PS: As such sage thoughts were swirling around my not-quite-unselfing head (I report them after the fact: writing is not allowed on Vipassana retreats for good reasons), the bell called me to the next group sitting. Most inopportunely, nature too chose the moment for calling, leaving me to make a mad dash for the meditation call when I was done.

     Sure enough, the course manager was awaiting me at the door, not to give me a welcoming hug (forbidden at centers), but to admonish me (ever so gently): not for my late arrival, it turned out, but for my shorts, which, though reaching down to my calves, had been riding up inadmissibly, to reveal the shocking sight of a knee (in a room full of strangers who are supposed to keep their eyes closed and their gazes down). My adverse inward reaction can be imagined: so much for no-self.

     I pointed at the conspicuous length of my pant-legs, then tipped the side of my head, not with a single finger (I am relieved to report), but with the whole of my hand, for a more ambiguous gesture. By nightfall, before the evening group-sitting, my activated karmic baggage had become so formidably heavy, it seems, that when I was readying myself with a few minutes of preparatory sitting in my room, the meditation platform, a seemingly sturdy industrial-style contraption, broke clean through as I was sitting down on it! The jagged edges were something to behold: I felt very lucky not to have been injured. Dhamma works.


*Strictly literal translations of the passage are freely available in several variations online, but they are rather cumbersome; I am paraphrasing.

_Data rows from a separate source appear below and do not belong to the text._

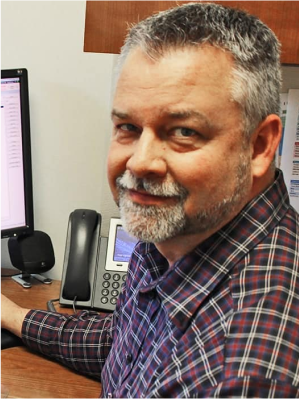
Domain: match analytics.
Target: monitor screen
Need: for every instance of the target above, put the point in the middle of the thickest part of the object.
(16, 204)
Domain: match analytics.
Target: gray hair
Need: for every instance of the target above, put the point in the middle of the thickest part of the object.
(256, 76)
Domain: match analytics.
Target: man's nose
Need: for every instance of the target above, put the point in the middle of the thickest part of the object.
(148, 157)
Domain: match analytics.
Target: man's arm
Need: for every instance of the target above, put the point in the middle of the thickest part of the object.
(11, 316)
(81, 341)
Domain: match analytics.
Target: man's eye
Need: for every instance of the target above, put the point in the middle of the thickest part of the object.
(127, 127)
(184, 132)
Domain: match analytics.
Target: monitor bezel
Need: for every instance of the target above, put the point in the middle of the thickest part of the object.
(28, 228)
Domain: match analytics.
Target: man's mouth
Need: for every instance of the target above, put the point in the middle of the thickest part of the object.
(144, 198)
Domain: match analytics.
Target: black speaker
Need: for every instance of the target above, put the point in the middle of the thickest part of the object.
(33, 253)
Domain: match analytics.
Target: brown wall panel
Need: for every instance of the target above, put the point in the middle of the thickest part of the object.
(107, 21)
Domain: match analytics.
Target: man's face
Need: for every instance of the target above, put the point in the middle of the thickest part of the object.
(178, 164)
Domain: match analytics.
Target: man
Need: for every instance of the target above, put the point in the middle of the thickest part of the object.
(209, 309)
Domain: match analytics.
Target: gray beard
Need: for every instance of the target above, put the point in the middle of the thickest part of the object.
(159, 224)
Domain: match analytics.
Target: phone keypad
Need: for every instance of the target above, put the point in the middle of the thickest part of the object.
(111, 287)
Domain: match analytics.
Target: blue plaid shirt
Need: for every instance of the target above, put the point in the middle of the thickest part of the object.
(221, 323)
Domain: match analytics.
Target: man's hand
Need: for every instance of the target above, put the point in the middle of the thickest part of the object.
(11, 315)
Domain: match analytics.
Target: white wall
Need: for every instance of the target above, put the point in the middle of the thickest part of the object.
(70, 96)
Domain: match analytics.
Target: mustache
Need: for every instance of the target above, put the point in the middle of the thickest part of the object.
(166, 188)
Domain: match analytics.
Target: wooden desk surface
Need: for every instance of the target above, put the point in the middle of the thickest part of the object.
(28, 375)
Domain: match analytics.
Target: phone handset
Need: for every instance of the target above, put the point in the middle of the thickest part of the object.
(82, 225)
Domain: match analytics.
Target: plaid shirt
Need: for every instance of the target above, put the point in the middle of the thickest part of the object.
(221, 323)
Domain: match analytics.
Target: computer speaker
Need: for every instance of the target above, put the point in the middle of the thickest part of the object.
(32, 253)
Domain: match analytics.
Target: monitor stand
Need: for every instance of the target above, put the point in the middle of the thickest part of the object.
(24, 279)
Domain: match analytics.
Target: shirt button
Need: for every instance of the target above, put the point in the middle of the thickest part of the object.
(152, 295)
(129, 358)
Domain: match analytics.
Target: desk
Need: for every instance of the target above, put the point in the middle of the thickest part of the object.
(28, 375)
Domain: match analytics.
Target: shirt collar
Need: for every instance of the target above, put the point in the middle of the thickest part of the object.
(185, 286)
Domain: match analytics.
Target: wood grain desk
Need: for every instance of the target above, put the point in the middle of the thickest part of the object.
(28, 375)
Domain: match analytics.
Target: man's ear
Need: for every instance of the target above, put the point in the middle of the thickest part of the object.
(265, 142)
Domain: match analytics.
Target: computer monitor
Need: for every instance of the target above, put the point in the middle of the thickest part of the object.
(16, 202)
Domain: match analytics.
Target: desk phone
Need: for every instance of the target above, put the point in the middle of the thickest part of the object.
(95, 267)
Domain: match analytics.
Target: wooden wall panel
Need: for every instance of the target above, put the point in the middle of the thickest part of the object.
(107, 21)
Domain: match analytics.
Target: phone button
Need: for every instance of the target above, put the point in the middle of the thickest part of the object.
(114, 301)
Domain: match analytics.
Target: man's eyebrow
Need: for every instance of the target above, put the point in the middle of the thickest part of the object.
(182, 115)
(119, 114)
(176, 115)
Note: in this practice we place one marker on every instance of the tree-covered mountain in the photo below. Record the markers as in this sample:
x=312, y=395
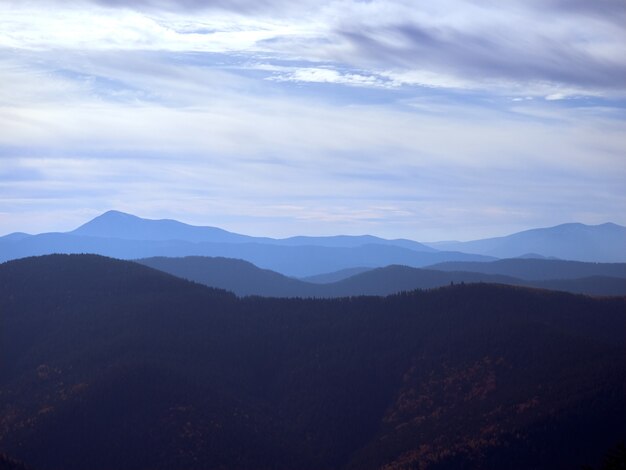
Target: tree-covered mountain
x=126, y=236
x=111, y=364
x=244, y=278
x=580, y=242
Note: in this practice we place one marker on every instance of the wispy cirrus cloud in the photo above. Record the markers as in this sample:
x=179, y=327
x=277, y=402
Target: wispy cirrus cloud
x=278, y=118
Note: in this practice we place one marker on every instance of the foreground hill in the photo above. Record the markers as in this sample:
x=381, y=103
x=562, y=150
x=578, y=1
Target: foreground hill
x=115, y=365
x=244, y=278
x=600, y=243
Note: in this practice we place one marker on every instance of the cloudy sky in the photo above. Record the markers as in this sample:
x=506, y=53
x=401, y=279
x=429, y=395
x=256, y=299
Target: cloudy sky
x=400, y=118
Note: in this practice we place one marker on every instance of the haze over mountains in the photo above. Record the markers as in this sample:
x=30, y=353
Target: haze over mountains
x=602, y=243
x=129, y=237
x=243, y=278
x=116, y=365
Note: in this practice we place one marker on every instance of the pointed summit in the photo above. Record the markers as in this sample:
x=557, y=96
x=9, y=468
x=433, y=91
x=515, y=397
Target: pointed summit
x=120, y=225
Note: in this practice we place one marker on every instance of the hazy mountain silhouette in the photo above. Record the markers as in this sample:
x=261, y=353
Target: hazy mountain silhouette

**Huberman Lab 105, January 2023.


***As Ajahn Chah liked to say (see the Preface to his Collected Teachings, Aruna 2011): “If you let go a little you a will have a little peace; if you let go a lot you will have a lot of peace; if you let go completely you will have complete peace.” But what deceptively little words they are, letting go, for something so big that it is never done once and for all, but confronts us again and again with its promise and its demands…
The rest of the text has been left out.